Le 12 octobre 2017, une quinzaine de malfrats ont fait une irruption dans KADES, autre village de migrants situé au nord de Touboro-Centre, où ils ont enlevé cinq personnes. Les malfrats qui ont demandé une rançon de 35.000.000 fcfa ont remis leur numéro de téléphone pour pouvoir adresser leurs exigences aux proches des otages. Les ravisseurs ont exprimé leur détermination en affichant sur la dépouille d’Idrissa Yaddo, l’un des otages pendus à un arbre le 8 octobre 2017, un ultimatum selon lequel tous les quatre otages seraient tués le week-end qui suivait. Si la rançon exigée ne leur était pas versée. Joseph HAMADJOUMA, lui, a été libéré le 22 octobre 2017 après le paiement par ses proches de 5 000 000 fcfa réclamés par les ravisseurs.
Le 11 novembre 2017, une bande armée a attaqué Yanli, village migrant situé aussi au Nord de Touboro-centre. Cette harde de malfaiteurs a fait irruption au domicile de M. MBASSI, 3ème Adjoint au Maire de Touboro dans l’intention de le kidnapper, mais l’ayant manqué, ils ont procédé à l’enlèvement de trois jeunes gens, tous élève au lycée de Yanli, dont un sera libéré quelques heures plus tard pour faire parvenir leur numéro de téléphone à l’Adjoint au Maire en vue des négociations sur la rançon à payer pour la libération des deux autres jeunes otages. Pendant leur sale opération, un sexagénaire, l’infortuné ADAMA BEIDI, qui a refusé de suivre les ravisseurs en brousse a été, sur-le-champ, passé par les armes. Pourtant alertés à temps, les gendarmes, logés pourtant à quelques encablures du théâtre de l’enlèvement, n’ont pu intervenir malgré les tirs d’arme qui ont secoué le village cette nuit-là. Ce silence et cette inaction des forces de l’ordre affectées pourtant au maintien de la sécurité des populations de ce village ont indigné plus d’un villageois. Au final, les deux élèves ont été libérés et ont repris le chemin de l’école après le versement aux malfaiteurs d’une rondelette somme de 2 000 000 fcfa sur les 10 000 000 fcfa préalablement exigés.

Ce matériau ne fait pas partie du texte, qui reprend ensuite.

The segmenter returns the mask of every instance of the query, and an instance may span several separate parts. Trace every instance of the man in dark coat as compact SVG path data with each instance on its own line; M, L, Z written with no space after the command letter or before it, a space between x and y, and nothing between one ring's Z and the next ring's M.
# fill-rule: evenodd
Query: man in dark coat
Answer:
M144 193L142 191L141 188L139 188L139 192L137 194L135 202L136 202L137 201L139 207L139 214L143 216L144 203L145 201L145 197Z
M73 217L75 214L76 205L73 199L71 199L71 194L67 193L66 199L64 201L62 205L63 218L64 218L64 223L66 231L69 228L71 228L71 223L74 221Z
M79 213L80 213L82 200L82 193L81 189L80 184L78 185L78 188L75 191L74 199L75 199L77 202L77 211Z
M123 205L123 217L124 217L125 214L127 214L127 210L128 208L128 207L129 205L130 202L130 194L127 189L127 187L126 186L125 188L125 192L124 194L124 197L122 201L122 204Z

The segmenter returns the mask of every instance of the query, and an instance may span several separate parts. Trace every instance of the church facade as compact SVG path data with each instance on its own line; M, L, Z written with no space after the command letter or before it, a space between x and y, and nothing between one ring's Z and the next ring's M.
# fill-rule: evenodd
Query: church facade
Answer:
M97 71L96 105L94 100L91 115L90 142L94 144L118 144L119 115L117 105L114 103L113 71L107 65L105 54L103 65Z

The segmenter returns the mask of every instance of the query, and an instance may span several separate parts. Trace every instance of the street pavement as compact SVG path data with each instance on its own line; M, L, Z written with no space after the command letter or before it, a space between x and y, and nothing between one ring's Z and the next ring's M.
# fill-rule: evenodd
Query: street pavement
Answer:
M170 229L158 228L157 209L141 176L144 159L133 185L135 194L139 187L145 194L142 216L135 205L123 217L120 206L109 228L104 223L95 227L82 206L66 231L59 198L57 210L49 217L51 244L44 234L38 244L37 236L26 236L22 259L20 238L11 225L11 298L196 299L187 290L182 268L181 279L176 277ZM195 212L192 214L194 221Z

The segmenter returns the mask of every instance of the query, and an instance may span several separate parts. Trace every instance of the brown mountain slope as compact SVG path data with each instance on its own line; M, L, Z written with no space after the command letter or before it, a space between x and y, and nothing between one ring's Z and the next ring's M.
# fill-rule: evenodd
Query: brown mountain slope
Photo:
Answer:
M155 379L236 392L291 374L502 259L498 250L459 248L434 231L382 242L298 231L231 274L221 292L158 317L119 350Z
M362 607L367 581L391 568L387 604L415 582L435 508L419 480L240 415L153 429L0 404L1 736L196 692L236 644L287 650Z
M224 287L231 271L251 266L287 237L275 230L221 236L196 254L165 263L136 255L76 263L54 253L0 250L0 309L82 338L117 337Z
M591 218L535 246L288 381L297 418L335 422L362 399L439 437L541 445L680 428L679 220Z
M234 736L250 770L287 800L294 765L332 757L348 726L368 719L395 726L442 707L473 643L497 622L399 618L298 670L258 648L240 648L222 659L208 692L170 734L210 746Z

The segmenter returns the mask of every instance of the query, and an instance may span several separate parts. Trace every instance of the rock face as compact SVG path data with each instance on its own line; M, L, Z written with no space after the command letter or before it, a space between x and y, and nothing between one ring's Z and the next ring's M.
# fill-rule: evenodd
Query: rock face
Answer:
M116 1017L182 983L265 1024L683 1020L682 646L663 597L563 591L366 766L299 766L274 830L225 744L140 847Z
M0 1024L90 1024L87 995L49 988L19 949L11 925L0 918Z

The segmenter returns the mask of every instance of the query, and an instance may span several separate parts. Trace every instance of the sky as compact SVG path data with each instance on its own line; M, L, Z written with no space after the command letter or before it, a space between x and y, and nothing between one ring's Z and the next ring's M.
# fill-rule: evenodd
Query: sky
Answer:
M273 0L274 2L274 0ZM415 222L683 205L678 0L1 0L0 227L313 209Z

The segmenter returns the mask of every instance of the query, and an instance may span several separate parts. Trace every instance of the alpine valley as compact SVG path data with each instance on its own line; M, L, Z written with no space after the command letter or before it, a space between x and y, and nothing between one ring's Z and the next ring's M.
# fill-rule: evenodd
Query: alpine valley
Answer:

Le 08 décembre 2017, M. EGRE BELE a été pris en otage à Barkari, village situé au sud de Touboro-Centre où il était chef de zone de la SODECOTON. Les malfrats auraient exigé de son employeur une somme de 20 000 000 F CFA pour sa libération. Somme qui n’a pas été donnée aux tueurs qui l’ont finalement abattu le 11 décembre 2017 et sa dépouille a été découverte au petit matin à Ngoumi, village situé à une vingtaine de Kilomètre sur l’axe Touboro-Ngaoundéré, bien loin de Barkari le lieu de son arrestation.
Ce phénomène d’enlèvements impose quelques conclusions. D’abord, les enlèvements se font de nuit en tirant sans doute avantage de la complicité des indics bien renseignés vivant parmi les populations ou même originaires des villages victimes des enlèvements. Ensuite, les rançons s’évaluent en termes de millions, exigées aux otages ou à leurs proches dont les malfrats semblent maîtriser la situation financière. Ils procèdent par la décapitation, la pendaison ou la fusillade des otages pour terroriser leurs populations et garantir le paiement des sommes réclamées. Les bandits, selon le témoignage des otages libérés, sont bien armés, organisés, bien ravitaillés en vivres, informés et constitués en bandes de 50 à 60 personnes, en libre divagation dans la nature. Enfin, le rôle néfaste joué par le téléphone portable mérite d’être relevé. Si ses utilisateurs étaient identifiés, cela aiderait les services de sécurité à mettre plus facilement la main sur les preneurs d’otages. Mais, hélas!